The same obviously can be said about some in any religion, particularly the Muslim variety of fanatic. In the modern world they have fostered more violence from radical distortion of basic faith than most of their religious contemporaries, seducing young people into ending their lives and those of other innocents in mindless attacks on any civilization they view as subversive to their own beliefs.
That twisting of the official text of conduct, whether the Bible or Koran, to overcome bans on inhuman activity is at the bottom of the so-called hate movements that constantly threaten to disrupt peaceful society.
The latest example of this aberration is the arrest the other day of a Michigan couple and their followers who were described by the U.S. Justice Department as part of a group of apocalyptic Christian militants plotting to kill law enforcement officers in hopes of inciting an anti-government uprising. In other words, they were planning to undermine government authority in the name of a religion they clearly did not understand.
Whatever they are, it would be a huge stretch to describe them as Christian simply because they may have gone to church regularly or professed to be steeped in biblical philosophy. Unless one believes that Christianity sanctions the murder of innocents and the disruption of civil authority.
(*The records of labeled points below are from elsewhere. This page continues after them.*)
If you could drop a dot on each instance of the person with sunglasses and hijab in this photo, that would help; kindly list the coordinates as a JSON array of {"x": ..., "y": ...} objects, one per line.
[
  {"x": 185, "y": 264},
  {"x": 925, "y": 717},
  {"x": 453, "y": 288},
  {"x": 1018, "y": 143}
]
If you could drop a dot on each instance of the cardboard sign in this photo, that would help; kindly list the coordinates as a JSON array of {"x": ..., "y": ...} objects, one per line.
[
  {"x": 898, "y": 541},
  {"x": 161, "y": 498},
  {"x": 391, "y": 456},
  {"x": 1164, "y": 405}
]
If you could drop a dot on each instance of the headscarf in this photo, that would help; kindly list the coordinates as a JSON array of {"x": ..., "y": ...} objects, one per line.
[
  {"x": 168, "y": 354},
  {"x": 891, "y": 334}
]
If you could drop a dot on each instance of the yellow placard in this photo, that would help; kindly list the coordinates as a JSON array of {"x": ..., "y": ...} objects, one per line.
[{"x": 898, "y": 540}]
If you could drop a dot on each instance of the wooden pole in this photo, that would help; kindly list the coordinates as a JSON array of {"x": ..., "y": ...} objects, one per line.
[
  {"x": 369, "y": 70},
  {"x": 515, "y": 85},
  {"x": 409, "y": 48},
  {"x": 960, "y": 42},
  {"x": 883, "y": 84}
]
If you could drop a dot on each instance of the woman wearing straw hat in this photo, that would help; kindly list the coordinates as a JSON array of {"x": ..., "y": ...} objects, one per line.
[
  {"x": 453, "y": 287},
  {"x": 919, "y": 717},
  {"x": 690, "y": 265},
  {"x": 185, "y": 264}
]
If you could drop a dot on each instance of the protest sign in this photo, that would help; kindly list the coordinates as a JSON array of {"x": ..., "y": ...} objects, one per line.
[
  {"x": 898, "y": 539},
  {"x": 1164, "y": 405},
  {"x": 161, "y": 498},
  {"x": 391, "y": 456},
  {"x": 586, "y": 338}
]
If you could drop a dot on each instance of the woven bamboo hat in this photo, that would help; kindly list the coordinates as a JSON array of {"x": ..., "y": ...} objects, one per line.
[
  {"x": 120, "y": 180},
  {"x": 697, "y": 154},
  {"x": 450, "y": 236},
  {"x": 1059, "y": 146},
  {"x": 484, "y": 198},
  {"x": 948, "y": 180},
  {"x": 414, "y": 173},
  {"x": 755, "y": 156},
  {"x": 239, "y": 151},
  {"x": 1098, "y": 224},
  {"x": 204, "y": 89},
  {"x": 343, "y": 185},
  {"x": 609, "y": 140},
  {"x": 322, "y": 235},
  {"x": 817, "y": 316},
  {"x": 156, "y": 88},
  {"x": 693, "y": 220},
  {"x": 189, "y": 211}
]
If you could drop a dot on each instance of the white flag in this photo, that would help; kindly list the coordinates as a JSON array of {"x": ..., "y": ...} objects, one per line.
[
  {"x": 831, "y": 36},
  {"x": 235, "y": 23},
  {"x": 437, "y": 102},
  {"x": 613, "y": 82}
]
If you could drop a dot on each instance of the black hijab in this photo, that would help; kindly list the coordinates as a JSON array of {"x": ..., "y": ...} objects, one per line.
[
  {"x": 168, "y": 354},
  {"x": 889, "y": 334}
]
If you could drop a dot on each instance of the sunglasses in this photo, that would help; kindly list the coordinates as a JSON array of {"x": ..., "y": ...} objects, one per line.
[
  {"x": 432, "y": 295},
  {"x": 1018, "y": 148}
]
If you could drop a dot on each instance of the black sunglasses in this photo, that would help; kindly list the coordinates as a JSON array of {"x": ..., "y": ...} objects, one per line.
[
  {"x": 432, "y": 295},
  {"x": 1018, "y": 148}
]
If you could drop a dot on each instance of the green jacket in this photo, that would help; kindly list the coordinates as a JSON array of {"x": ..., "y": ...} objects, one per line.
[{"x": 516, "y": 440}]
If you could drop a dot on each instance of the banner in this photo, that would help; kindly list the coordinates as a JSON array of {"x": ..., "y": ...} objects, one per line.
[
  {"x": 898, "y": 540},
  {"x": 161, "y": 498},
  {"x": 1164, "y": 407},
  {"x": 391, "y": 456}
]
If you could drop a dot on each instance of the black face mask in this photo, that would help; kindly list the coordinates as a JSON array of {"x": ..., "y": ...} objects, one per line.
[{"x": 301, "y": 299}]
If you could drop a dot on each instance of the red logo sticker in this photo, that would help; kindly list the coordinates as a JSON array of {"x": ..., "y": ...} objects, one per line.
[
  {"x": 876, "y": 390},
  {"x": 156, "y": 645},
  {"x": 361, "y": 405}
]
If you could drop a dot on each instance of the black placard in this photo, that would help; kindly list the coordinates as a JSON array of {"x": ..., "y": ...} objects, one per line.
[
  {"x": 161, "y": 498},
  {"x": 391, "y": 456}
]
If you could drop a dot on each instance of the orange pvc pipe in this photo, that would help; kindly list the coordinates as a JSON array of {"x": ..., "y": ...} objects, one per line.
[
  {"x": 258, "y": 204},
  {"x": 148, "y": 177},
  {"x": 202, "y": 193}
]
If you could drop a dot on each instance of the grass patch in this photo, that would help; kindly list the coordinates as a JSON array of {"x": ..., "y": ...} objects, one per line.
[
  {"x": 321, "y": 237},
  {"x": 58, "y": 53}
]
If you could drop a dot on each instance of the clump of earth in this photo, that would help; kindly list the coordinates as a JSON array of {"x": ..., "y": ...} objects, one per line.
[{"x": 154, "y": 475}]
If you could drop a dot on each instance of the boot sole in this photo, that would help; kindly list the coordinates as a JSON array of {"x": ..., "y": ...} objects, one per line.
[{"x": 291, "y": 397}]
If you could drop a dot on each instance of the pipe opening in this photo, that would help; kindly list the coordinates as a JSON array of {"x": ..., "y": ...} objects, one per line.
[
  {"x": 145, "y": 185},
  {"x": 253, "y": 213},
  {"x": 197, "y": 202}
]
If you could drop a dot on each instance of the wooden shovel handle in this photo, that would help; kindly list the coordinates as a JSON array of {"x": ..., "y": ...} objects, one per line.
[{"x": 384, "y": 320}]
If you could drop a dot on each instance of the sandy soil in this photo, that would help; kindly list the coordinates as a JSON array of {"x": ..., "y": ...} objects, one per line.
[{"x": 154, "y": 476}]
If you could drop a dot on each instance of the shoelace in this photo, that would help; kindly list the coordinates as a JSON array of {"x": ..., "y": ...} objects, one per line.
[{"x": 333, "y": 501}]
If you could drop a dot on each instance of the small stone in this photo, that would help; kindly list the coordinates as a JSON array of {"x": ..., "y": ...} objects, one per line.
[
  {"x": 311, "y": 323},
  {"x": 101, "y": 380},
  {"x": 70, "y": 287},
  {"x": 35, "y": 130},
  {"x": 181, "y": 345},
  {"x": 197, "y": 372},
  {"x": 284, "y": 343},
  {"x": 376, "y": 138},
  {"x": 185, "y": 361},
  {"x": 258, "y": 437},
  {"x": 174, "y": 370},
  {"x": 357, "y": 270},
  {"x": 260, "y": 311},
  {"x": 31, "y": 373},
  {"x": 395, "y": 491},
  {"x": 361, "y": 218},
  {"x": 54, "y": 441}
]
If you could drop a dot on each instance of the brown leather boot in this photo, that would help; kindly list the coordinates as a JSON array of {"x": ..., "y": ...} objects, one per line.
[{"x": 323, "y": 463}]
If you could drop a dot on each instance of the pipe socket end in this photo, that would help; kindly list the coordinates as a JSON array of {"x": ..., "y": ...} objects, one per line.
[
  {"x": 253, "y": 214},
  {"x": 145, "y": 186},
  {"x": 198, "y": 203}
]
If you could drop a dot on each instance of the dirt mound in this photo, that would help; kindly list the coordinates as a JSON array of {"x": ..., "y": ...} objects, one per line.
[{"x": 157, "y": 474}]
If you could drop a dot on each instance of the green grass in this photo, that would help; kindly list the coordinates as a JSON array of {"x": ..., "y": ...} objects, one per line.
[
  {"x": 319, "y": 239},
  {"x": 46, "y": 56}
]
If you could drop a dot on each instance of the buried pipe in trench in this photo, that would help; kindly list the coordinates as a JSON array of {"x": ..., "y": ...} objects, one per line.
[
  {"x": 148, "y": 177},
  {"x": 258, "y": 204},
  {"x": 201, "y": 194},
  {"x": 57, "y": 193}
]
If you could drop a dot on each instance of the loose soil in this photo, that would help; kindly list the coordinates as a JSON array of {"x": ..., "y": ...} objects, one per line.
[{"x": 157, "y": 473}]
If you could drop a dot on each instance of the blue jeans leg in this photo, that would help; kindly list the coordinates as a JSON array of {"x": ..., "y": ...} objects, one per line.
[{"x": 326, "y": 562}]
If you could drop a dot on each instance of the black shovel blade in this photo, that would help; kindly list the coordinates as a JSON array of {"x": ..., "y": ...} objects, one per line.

That it endorses running around the countryside in silly uniforms waving semi-automatic weapons and taking steps that can only be called seditious.
But the federal law enforcement officials didn't think they were at all funny, citing evidence that the final phase to carry out their hare-brained scheme was about to take place. They stepped into stop what U.S. Attorney General Eric Holder called "an insidious plot." The couple and their band using the name Hutaree were charged with sedition and weapons violations. They were so crazy that other groups reportedly wanted nothing to do with them.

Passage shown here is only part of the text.